In 1882, when Zionist activity began, there were about 25,000 Jews in Palestine. By 1922, the Yishuv, or Jewish community in Palestine, had a population of 84,000. The national income was $8 million, or almost $1,500 per capita; by 1945, the Jewish population of Palestine was 550,000, and the national income had reached $147 million, or approximately $2,678 per capita, in constant prices and exchange rates. This was achieved under Ottoman and then British rule. In 1948, Israel declared its independence and was invaded by all of its neighbors. The war of independence left it without resources to absorb the huge immigration – its raison d’être – that arrived immediately following the war.

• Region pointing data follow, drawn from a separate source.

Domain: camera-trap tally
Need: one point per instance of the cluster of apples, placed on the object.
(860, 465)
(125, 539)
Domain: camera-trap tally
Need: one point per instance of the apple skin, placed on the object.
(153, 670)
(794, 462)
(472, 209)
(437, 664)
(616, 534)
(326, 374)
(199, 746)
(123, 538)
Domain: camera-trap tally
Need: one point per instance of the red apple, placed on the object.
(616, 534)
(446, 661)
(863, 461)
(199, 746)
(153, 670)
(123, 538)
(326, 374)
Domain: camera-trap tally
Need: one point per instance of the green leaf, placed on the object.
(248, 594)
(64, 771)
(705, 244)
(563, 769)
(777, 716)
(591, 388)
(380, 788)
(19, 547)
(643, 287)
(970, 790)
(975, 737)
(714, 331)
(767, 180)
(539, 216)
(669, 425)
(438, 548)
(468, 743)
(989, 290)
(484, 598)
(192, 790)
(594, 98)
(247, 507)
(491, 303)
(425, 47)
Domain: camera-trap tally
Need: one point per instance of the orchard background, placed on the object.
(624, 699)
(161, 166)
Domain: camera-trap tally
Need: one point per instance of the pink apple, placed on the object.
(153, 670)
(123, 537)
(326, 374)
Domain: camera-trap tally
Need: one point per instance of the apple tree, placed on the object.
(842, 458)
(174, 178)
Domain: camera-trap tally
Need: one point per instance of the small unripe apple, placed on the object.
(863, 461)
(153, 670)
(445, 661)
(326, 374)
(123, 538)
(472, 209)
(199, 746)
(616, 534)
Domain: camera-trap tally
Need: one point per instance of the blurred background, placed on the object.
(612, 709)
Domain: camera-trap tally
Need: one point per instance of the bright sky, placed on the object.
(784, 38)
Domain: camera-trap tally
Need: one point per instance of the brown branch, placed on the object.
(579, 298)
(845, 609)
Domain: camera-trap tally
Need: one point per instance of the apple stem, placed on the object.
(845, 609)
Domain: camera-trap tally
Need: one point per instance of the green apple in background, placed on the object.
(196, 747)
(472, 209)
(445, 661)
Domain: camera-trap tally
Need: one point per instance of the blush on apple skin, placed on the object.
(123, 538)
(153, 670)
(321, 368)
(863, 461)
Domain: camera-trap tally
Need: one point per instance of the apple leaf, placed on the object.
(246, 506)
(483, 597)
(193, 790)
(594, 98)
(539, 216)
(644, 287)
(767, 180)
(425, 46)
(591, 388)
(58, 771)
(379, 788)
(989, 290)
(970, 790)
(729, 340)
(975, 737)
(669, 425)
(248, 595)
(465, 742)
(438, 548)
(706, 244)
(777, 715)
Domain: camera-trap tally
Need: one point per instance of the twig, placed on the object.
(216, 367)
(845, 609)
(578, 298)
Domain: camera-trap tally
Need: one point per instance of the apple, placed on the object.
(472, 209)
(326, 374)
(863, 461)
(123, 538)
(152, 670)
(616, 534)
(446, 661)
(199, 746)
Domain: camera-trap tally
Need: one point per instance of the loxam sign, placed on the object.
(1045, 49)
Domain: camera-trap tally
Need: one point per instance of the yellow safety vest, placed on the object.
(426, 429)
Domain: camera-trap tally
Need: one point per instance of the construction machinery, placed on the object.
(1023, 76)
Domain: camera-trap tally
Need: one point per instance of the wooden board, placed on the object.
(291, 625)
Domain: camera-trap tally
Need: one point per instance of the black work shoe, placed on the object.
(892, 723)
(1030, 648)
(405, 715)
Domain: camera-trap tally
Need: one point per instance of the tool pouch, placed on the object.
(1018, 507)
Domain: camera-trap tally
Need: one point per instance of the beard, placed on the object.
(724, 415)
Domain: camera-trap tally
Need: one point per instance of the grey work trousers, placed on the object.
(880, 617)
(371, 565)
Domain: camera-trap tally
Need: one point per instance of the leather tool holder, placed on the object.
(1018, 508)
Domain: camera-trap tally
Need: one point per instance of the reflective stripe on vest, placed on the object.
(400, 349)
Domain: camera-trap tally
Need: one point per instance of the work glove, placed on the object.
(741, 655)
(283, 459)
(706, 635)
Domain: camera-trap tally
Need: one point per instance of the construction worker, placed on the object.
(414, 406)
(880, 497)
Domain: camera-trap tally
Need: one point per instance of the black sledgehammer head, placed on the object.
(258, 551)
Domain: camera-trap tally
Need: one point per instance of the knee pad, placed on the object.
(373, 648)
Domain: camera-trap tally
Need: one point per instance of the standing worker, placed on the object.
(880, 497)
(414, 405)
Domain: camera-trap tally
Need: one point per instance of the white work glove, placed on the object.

Between 1950 and 2009, Israel’s GDP rose 34-fold, and its GDP per capita increased almost sixfold in real terms. By 2009, the population reached 7.4 million, the national income was almost $203 billion, and income per capita came to $27,275, using the 2008 prices and exchange rates.

What explains the extraordinary eighteenfold growth of the Yishuv’s economy? How can the growth of the Israeli economy be explained? The simple answer is population growth fed by immigration; imports of capital that permitted fast rates of investment; and successful organization and high levels of motivation. At a deeper level lie the issues of structural change, technological development, and economic policy making against a complex background of sociological and political change. Israel has capitalized on its disadvantages: It has always been at war and has lacked an economic hinterland in the Middle East. It therefore developed technologies to provide its armed forces with “quality” to match Arab “quantity,” which were deliberately released for use in the civilian sector often great success. It also orientated its exports to markets in developed countries. This was both because nearby markets were closed and because the technological nature of its production made it suitable for more sophisticated markets. The benefits of this integration into the global economy have not been universally felt in Israel, and socioeconomic gaps have widened, fed in part by ethnic and religious factors. It has also had to overcome, like many other countries, many policy errors and other costs.